As far as the event itself, I lost the mirror to a good friend of mine, Isaac Egan, in the semifinals. In true Isaac Egan fashion, he forgot to pack his Ingot Chewers and was unable to source them at the last minute. As it would happen, this turned out to be super relevant in the finals when facing down Wilfy Horig's Chalice of the Void set at one. Congrats Wilf, it's about time you won some power.
In the Legacy event, I chose to play RUG Delver. In the week leading up to Cancon, I had played Junk in a GP side event. I hated it, and after losing to RUG twice, I decided that I would simply just play it rather than test something else. This was my first time playing this so-called Legacy "powerhouse," and I was surprised at how fragile it felt.
A lot of the time when your opponent is low on mana, you naturally just run them over. "Jurassic Park!" you mutter to yourself, as it feels like you are playing the best deck ever built. On the other hand, if your opponent by some means manages to assemble any reasonable amount of mana, all of your cards feel horrible. Nevertheless, I think the deck is really quite good, but I didn't enjoy it. I really wish I had played something more along the lines of:
The Rest in Peace / Helm of Obedience interaction is something that I am a big fan of.
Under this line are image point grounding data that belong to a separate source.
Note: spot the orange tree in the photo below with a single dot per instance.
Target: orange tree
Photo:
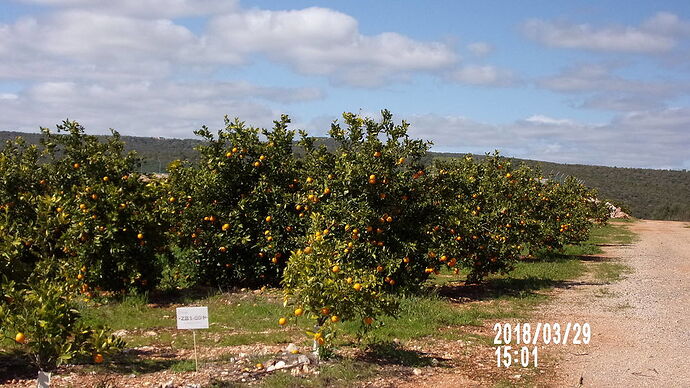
(233, 211)
(482, 225)
(366, 204)
(20, 184)
(42, 320)
(565, 211)
(75, 207)
(102, 216)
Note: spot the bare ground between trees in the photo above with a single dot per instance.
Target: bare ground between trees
(640, 325)
(640, 332)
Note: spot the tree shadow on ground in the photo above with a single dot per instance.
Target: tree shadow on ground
(16, 365)
(391, 353)
(461, 292)
(135, 361)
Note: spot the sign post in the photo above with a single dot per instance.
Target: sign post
(192, 318)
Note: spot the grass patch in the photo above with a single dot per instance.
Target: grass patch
(611, 271)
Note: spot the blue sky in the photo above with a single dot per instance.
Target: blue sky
(604, 82)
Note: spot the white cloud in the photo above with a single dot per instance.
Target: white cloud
(326, 42)
(653, 138)
(607, 91)
(655, 35)
(542, 119)
(484, 75)
(81, 39)
(160, 108)
(480, 49)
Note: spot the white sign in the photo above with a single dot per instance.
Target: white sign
(43, 380)
(192, 317)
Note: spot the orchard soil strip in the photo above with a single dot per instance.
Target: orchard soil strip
(640, 324)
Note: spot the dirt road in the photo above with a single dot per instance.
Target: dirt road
(641, 324)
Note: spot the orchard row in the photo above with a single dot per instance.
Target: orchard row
(343, 228)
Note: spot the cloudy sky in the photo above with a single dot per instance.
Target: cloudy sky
(605, 82)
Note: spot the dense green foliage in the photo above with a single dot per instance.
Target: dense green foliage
(346, 228)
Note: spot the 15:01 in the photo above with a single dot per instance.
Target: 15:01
(508, 356)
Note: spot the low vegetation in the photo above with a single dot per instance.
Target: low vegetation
(346, 237)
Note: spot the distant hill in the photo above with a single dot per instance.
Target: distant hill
(647, 193)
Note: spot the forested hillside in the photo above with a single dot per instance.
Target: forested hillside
(646, 193)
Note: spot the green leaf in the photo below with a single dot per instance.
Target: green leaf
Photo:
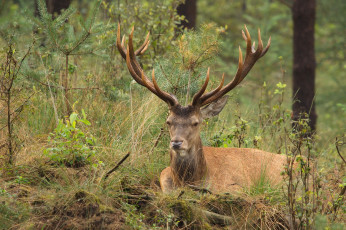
(73, 118)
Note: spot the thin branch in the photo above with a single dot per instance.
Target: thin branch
(18, 113)
(117, 166)
(337, 149)
(287, 3)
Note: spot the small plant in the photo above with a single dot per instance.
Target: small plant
(71, 146)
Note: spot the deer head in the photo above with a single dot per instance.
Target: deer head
(184, 121)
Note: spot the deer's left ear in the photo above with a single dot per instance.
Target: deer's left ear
(214, 108)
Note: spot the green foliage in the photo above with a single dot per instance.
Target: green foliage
(183, 69)
(71, 146)
(158, 17)
(61, 34)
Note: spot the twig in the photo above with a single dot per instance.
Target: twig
(202, 190)
(18, 111)
(157, 140)
(337, 149)
(117, 166)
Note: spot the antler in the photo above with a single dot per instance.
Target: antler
(135, 69)
(251, 58)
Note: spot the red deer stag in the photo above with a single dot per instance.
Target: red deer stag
(219, 169)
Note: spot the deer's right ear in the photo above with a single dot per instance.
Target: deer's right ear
(214, 108)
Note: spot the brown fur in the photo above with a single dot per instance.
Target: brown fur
(218, 169)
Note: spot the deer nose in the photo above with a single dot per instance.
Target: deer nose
(176, 144)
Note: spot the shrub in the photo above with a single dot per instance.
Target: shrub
(71, 146)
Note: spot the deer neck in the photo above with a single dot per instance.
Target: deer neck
(191, 167)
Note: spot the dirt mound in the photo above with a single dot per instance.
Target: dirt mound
(82, 211)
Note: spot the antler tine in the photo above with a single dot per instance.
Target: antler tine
(131, 70)
(202, 90)
(251, 58)
(137, 72)
(121, 45)
(213, 92)
(162, 94)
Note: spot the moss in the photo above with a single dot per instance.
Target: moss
(87, 197)
(106, 209)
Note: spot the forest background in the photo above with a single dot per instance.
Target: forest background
(70, 111)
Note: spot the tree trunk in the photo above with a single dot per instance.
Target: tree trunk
(304, 63)
(189, 10)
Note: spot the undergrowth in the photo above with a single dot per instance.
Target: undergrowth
(57, 179)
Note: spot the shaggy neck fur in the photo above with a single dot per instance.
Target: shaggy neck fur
(191, 168)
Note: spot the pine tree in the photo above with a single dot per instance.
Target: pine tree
(61, 37)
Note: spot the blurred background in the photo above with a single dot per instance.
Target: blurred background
(68, 99)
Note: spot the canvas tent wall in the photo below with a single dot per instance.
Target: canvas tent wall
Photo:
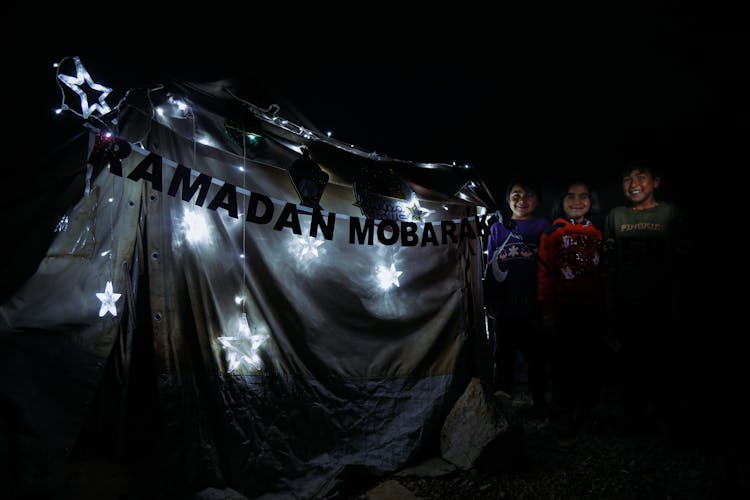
(291, 343)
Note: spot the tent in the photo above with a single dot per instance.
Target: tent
(304, 311)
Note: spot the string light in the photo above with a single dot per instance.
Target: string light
(75, 83)
(108, 299)
(388, 276)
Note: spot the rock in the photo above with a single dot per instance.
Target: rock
(432, 467)
(390, 490)
(217, 494)
(475, 422)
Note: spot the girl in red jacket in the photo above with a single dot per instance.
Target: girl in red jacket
(571, 297)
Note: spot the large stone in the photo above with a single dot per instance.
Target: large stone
(390, 490)
(474, 423)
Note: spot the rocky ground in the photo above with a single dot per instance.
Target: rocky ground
(603, 461)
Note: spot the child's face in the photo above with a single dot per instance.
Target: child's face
(639, 186)
(577, 202)
(522, 203)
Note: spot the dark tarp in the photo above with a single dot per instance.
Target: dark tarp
(281, 363)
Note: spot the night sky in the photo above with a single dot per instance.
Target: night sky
(553, 102)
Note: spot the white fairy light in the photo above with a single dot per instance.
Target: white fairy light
(108, 299)
(242, 348)
(62, 224)
(308, 245)
(195, 226)
(387, 277)
(75, 82)
(414, 211)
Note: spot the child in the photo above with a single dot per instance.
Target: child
(571, 297)
(642, 248)
(511, 273)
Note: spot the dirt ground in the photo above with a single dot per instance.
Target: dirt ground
(603, 461)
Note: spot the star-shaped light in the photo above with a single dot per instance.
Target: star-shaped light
(414, 211)
(309, 245)
(388, 277)
(108, 299)
(243, 347)
(75, 82)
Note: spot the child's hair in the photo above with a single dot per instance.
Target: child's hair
(527, 184)
(559, 211)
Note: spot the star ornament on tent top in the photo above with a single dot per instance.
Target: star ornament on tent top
(75, 82)
(108, 299)
(387, 277)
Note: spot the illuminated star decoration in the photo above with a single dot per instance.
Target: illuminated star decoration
(415, 212)
(308, 245)
(388, 276)
(108, 299)
(243, 347)
(75, 82)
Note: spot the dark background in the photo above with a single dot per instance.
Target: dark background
(547, 94)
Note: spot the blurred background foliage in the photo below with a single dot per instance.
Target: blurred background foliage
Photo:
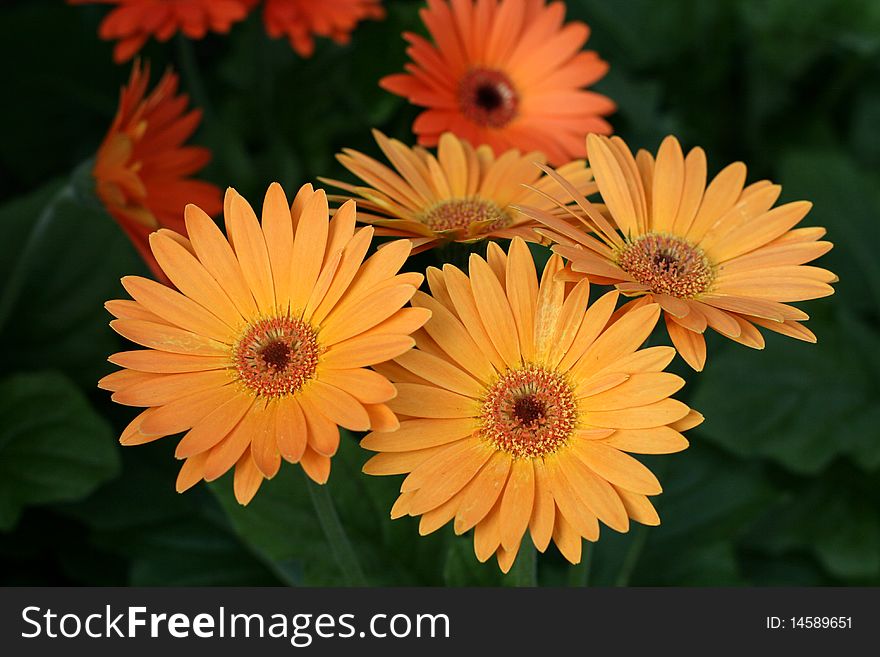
(780, 485)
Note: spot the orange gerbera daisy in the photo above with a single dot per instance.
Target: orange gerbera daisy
(299, 20)
(463, 195)
(507, 74)
(518, 407)
(142, 165)
(135, 21)
(262, 352)
(719, 256)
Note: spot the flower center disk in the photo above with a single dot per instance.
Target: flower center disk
(668, 265)
(488, 97)
(276, 356)
(462, 213)
(529, 412)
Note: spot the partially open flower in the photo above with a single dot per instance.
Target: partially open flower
(132, 22)
(463, 194)
(301, 20)
(142, 168)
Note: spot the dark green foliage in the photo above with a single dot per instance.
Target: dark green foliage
(780, 485)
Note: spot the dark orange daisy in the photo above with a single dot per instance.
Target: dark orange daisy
(135, 21)
(300, 20)
(508, 74)
(142, 167)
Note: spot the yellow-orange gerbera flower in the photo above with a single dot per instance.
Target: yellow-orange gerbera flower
(262, 352)
(719, 256)
(299, 20)
(132, 22)
(463, 194)
(507, 74)
(142, 167)
(518, 408)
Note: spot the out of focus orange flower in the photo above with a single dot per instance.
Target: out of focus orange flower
(300, 20)
(508, 74)
(142, 166)
(132, 22)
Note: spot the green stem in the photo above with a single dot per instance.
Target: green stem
(525, 569)
(341, 547)
(632, 556)
(189, 66)
(579, 573)
(17, 277)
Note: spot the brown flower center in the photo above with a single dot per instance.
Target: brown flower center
(529, 412)
(487, 97)
(460, 214)
(276, 356)
(668, 265)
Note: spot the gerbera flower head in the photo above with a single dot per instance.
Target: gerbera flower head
(132, 22)
(142, 166)
(507, 74)
(519, 405)
(261, 352)
(718, 256)
(463, 194)
(300, 20)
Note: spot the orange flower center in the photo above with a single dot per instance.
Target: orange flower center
(463, 213)
(488, 97)
(529, 412)
(277, 356)
(668, 265)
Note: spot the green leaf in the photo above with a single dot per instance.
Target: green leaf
(709, 501)
(53, 446)
(461, 567)
(65, 266)
(281, 525)
(798, 404)
(829, 519)
(846, 202)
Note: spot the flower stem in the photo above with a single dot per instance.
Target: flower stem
(579, 573)
(525, 569)
(18, 275)
(341, 547)
(632, 556)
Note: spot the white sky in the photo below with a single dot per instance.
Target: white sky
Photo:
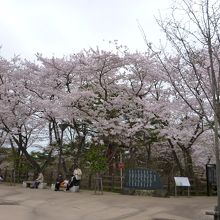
(60, 27)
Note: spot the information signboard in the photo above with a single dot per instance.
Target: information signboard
(140, 178)
(182, 181)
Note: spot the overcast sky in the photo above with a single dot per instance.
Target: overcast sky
(61, 27)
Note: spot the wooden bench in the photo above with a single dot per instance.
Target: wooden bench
(28, 184)
(62, 187)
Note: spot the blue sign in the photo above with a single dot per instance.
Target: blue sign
(140, 178)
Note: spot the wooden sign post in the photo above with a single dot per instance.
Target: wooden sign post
(181, 182)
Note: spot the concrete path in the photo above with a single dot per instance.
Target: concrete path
(43, 204)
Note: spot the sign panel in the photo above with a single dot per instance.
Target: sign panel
(121, 165)
(139, 178)
(211, 173)
(182, 181)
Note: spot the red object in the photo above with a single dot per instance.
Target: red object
(121, 165)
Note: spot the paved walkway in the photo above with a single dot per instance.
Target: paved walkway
(43, 204)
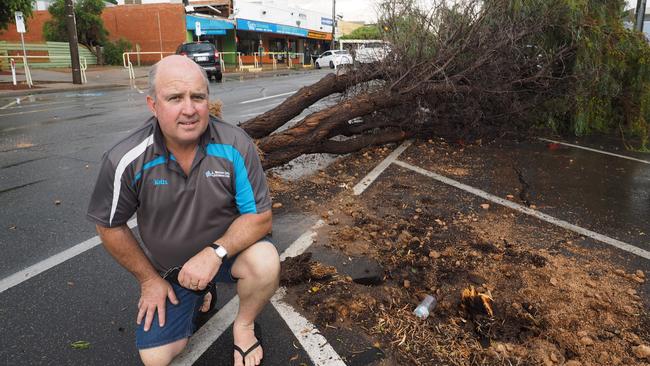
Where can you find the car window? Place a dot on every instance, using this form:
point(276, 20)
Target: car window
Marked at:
point(199, 47)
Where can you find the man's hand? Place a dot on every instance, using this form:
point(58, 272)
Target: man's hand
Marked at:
point(153, 293)
point(199, 270)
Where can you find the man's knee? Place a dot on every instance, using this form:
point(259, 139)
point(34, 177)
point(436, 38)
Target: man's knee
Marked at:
point(260, 261)
point(162, 355)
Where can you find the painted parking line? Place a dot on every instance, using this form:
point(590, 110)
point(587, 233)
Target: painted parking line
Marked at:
point(10, 104)
point(269, 97)
point(595, 150)
point(42, 266)
point(528, 211)
point(368, 179)
point(316, 346)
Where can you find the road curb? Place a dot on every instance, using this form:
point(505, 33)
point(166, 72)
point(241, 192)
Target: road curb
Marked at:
point(73, 87)
point(19, 93)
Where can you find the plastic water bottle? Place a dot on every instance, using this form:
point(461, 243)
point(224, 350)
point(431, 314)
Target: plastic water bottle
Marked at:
point(426, 307)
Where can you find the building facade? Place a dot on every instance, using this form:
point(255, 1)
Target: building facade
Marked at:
point(256, 29)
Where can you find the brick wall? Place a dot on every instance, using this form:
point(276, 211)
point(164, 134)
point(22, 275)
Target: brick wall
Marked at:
point(136, 23)
point(33, 25)
point(139, 25)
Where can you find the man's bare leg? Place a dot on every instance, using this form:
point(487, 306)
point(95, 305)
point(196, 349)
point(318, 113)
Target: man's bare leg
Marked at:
point(258, 271)
point(162, 355)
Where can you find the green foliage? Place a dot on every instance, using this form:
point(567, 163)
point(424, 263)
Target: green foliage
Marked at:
point(365, 32)
point(9, 7)
point(611, 92)
point(90, 27)
point(113, 51)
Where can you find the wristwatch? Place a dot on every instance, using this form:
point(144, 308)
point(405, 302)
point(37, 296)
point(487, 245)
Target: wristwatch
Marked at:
point(219, 250)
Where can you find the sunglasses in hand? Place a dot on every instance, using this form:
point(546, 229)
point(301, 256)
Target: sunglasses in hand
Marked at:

Being able to kill quickly (and sometimes out of nowhere) seems like something that this deck should not be able to do considering that all of your cards are somewhat grindy and controlling. Energy Field seems like an auto-include once you are maindecking Rest in Peace, although I think that one might be the appropriate number given how much an Abrupt Decay or two will hurt your combo. Once you start playing Enlightened Tutor, you also get to play sweet, sweet hosers like Humility and Moat. These are also a lot better when you aren't trying to bash face with Vendilion Cliques and Entreat the Angels.
I think that this deck is very well positioned in the format right now. Being able to Enlightened Tutor for Moat, especially in response to a discard spell from Jund, is insane. They will be forced to try to burn you out with Punishing Fire. Rest in Peace and Counterbalance team up to make that pretty unlikely.
Against Sneak and Show, you can Tutor up Humility, which you can either Force through their counterspells if you are worried about Sneak Attack or just hold onto to make their Show and Tells somewhat unimpressive.
While I haven't been that excited about playing Magic lately, I'm really looking forward to slinging this list at a local event.
I hope you all have enjoyed reading about these decks. Eternal formats are really a lot of fun, and I think that both of these decks are excellent. As always, I look forward to your comments and feedback.